According to Dr. Richard Chua, an arts researcher, artists in Singapore have been “disempowered by excessive state funding” to the point where artists are unable to survive without state patronage.
While money is an important source of support that cannot be underplayed, it is certainly not the be all and end all of success. Singapore’s model of supporting any particular initiative is to throw money at it.
Let’s take the example of the Government’s attempts to encourage more people to have babies in Singapore. The Government has introduced all manner of financial incentives to have a baby.
Most recently, it has even announced a once off pay out to married couples who have a baby during the COVID-19 period in a bid to encourage more babies. While the effects of this latest initiative is yet to be seen, it is safe to say that its earlier monetary incentives have had limited success. What this shows is that money alone does not solve the underlying problem.
Another example would be the reliance we place on paying armies of cheap labour to keep our country running.
This was raised by the Workers’ Party in Parliament with Member of Parliament for Sengkang GRC, Raeesah Khan saying : “The question of who will take ownership for good quality of public health comes to mind……During the pandemic, we saw how dependent we are on foreign labour as a country to keep Singapore clean. Is this model sustainable? What happens if there is another situation that arises where we don’t have access to them?”
The Government may therefore have to think of more innovative measures apart from money to solve certain issues. A perennial question flowing from this is whether or not our current ministers have been disempowered by their eye watering salaries?
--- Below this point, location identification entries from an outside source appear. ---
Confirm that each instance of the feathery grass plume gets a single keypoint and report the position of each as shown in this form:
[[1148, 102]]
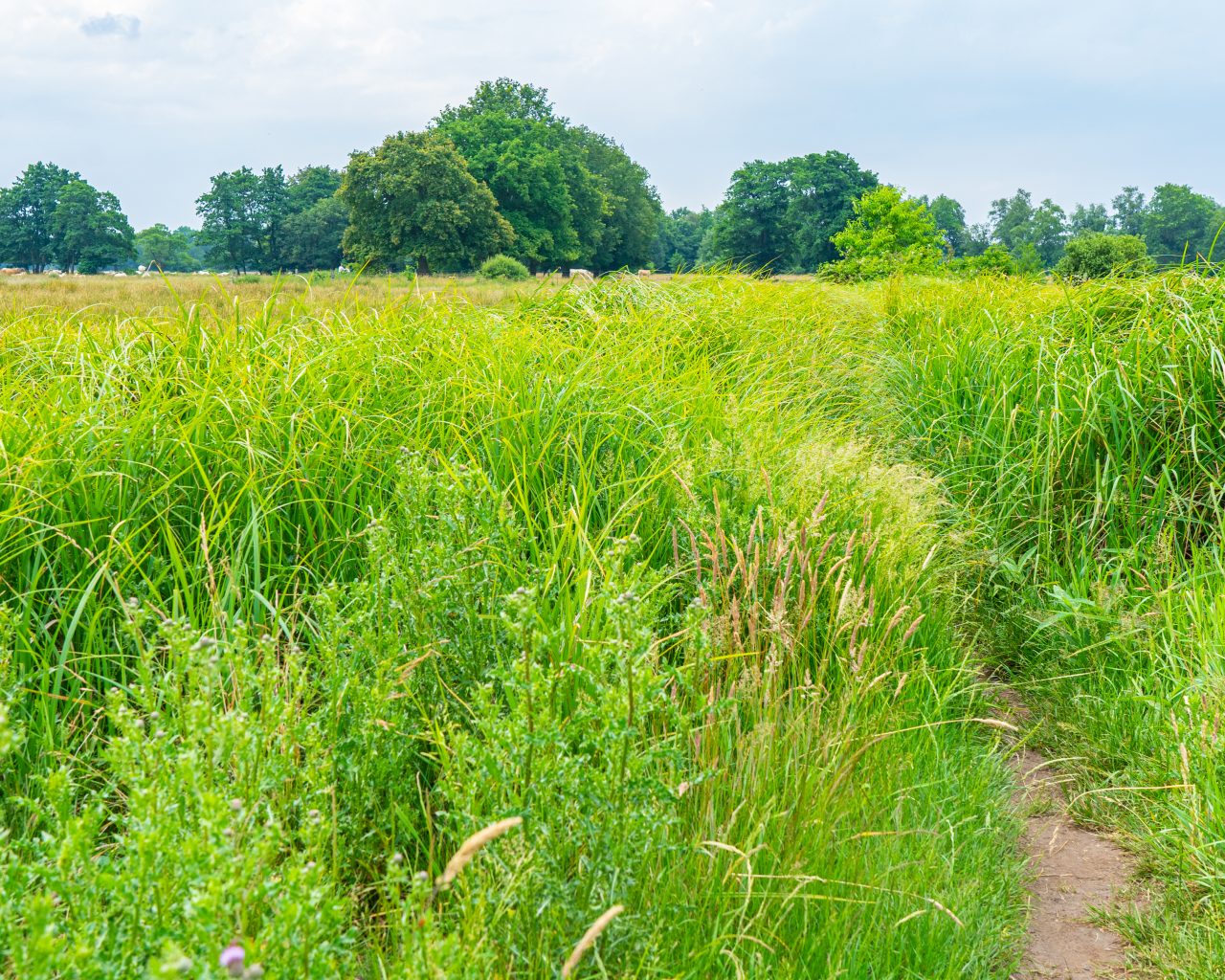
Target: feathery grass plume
[[469, 848], [590, 939]]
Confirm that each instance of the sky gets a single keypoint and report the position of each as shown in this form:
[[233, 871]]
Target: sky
[[972, 99]]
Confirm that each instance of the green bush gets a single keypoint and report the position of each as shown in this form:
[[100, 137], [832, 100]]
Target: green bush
[[503, 267], [1097, 255], [996, 260]]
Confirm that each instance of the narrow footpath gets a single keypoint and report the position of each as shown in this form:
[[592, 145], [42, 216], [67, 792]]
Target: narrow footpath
[[1076, 871]]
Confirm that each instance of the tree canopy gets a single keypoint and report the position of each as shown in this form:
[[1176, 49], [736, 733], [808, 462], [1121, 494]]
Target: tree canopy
[[51, 215], [784, 214], [679, 239], [888, 233], [571, 195], [170, 252], [413, 201]]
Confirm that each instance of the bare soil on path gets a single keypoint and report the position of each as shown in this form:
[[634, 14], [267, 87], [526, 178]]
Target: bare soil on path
[[1076, 871]]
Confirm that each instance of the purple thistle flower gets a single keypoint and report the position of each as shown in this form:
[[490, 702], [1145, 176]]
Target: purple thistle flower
[[232, 958]]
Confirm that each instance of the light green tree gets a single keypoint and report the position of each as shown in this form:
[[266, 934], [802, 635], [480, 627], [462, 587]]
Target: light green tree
[[889, 233]]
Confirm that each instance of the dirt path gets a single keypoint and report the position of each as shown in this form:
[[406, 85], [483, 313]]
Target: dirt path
[[1076, 871]]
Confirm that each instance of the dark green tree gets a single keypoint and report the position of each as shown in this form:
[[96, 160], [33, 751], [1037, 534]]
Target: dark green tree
[[1029, 232], [272, 207], [1180, 222], [572, 196], [680, 237], [949, 218], [1085, 218], [823, 189], [90, 231], [1129, 210], [26, 215], [1095, 254], [630, 210], [413, 200], [243, 213], [232, 228], [751, 224], [1011, 218], [784, 214], [1049, 232], [889, 233], [313, 237], [519, 148], [170, 252], [311, 185]]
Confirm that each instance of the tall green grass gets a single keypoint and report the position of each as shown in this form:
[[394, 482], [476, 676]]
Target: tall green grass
[[1080, 433], [302, 591]]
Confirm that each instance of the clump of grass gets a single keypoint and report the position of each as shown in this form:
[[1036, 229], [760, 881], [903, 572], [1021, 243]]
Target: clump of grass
[[617, 561], [1079, 432]]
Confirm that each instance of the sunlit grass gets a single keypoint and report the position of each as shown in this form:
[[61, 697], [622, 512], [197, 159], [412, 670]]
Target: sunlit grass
[[306, 587]]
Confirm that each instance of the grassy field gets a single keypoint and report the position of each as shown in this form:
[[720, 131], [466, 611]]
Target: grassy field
[[683, 590]]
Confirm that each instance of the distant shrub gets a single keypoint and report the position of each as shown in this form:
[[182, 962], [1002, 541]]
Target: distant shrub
[[503, 267], [996, 260], [1097, 255], [891, 233]]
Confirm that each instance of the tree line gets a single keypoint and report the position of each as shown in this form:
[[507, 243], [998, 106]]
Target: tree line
[[503, 174]]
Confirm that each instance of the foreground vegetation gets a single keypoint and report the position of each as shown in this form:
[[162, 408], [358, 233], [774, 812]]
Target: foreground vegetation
[[683, 590]]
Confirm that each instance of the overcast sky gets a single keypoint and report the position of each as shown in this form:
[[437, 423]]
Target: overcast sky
[[1071, 100]]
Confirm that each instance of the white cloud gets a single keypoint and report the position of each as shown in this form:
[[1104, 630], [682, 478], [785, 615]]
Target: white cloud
[[954, 96], [117, 25]]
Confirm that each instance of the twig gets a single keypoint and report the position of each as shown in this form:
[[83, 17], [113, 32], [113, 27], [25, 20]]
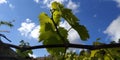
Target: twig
[[91, 47]]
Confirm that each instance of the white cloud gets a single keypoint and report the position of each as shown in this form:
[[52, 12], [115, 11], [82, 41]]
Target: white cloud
[[28, 28], [32, 55], [35, 32], [72, 5], [37, 1], [94, 15], [118, 1], [113, 30], [73, 36], [3, 1], [8, 3], [11, 6]]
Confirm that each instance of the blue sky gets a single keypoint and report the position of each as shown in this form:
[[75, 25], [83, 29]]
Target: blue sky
[[101, 17]]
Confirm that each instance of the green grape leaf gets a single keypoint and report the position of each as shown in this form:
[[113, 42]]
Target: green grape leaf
[[54, 39], [63, 32], [56, 5], [45, 19], [73, 21], [57, 16], [48, 27], [82, 31], [45, 35]]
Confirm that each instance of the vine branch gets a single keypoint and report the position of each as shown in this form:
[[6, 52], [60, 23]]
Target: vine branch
[[91, 47]]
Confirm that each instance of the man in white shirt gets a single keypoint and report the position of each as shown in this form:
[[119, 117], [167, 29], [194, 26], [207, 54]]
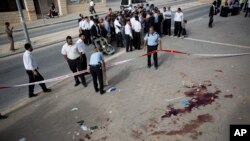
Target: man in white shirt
[[167, 14], [82, 49], [178, 19], [247, 9], [128, 36], [212, 12], [31, 68], [92, 7], [73, 56], [118, 27], [81, 25], [137, 33], [86, 30]]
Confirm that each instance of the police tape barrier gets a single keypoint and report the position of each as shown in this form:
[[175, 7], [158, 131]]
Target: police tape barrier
[[119, 63]]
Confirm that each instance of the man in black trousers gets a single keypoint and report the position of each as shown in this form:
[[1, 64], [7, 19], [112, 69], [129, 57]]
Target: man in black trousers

After all, if the narrative is that you have to pay more to get more, wouldn’t it only recruit people who may think along those lines – that any problem can be resolved simply by allocating funds? Has this led to a crop of leaders who are unable to think outside monetary initiatives?
Flowing from that, it is also arguably possible that some in power may also not think outside the box in a bid not to rock the boat so as to protect their healthy salaries?
Late top civil servant Ngiam Tong Dow famously said:
“When you raise ministers’ salaries to the point that they’re earning millions of dollar(s), every minister — no matter how much he wants to turn up and tell (PM Lee) Hsien Loong off or whatever — will hesitate when he thinks of his million-dollar salary,” he continued. “When the salary is so high, which minister dares to leave, unless they decide to become the opposition party? As a result, the entire political arena has become a civil service, and I don’t see anyone speaking up anymore.”
In turn this disempowers the people too?